Friday 10 December 2010 - by Nicola York

Trade bodies say the timetable for implementation of new EU bank bonus rules is 'very tight' and that the US and other jurisdictions must coordinate their reforms with the EU to ensure a level playing field.

The Committee of European Banking Supervisors released its guidelines on remuneration policies this afternoon, ignoring calls from the industry to maintain a level playing field with other markets such as the US.

The British Bankers' Association says the new guidelines "dramatically changes" the bonus landscape.

A minimum portion of 50 per cent of all bonuses will have to be paid in shares, with the implementation date of 1 January 2011 giving financial institutions just a few weeks to implement the changes.

On larger bonuses, only 20 per cent will be allowed to be paid out in upfront cash with the rest paid in shares with a minimum deferral period of three to five years.

Under the guidelines, national regulators will have the power to claw back bonuses from senior management staff if they are later found to have caused losses to financial firms as a result of their risk-taking.

The BBA says: "Taken together, these rules mean that for the key people, whatever is paid in bonus is half in shares, mostly locked away for several years, and any cash will go straight to the tax man. This represents a huge change away from the bonus arrangements of the past."

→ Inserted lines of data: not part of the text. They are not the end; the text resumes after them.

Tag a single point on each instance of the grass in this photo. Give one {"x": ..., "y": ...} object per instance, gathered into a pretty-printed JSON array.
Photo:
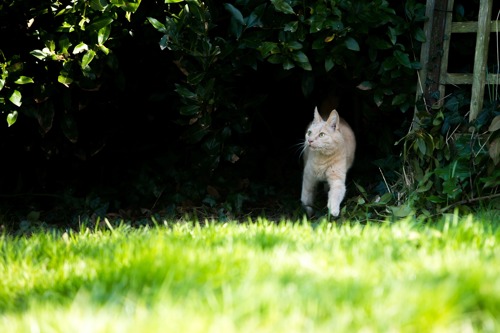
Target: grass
[{"x": 256, "y": 277}]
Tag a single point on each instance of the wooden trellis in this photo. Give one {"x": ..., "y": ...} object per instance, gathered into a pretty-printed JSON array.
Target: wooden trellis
[{"x": 434, "y": 75}]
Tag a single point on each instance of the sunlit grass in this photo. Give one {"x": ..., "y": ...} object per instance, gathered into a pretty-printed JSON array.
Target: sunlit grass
[{"x": 255, "y": 277}]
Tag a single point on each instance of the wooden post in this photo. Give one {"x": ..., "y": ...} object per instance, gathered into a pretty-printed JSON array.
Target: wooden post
[
  {"x": 436, "y": 50},
  {"x": 480, "y": 58}
]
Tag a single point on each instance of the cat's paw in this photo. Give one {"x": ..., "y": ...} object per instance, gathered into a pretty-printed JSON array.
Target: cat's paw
[
  {"x": 309, "y": 210},
  {"x": 334, "y": 211}
]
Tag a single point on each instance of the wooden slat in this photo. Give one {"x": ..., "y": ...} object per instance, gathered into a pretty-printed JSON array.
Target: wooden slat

The BBA says that reform of the remuneration system must be globally coordinated to avoid the migration of staff or financial institutions to jurisdictions with lighter rules.

The Association for Financial Markets in Europe says it supports measures that will reduce risk in the financial system but agrees with the BBA that banks in the EU will not be operating on a level playing field.

AFME chief executive Simon Lewis says: "Our members will, of course, comply with the new rules, although the timetable for implementation is very tight.

"These requirements will mean that banks operating in Europe, and European banks operating elsewhere in the world, will be at a competitive disadvantage unless there is recognition of the need for a global agreement on compensation practices."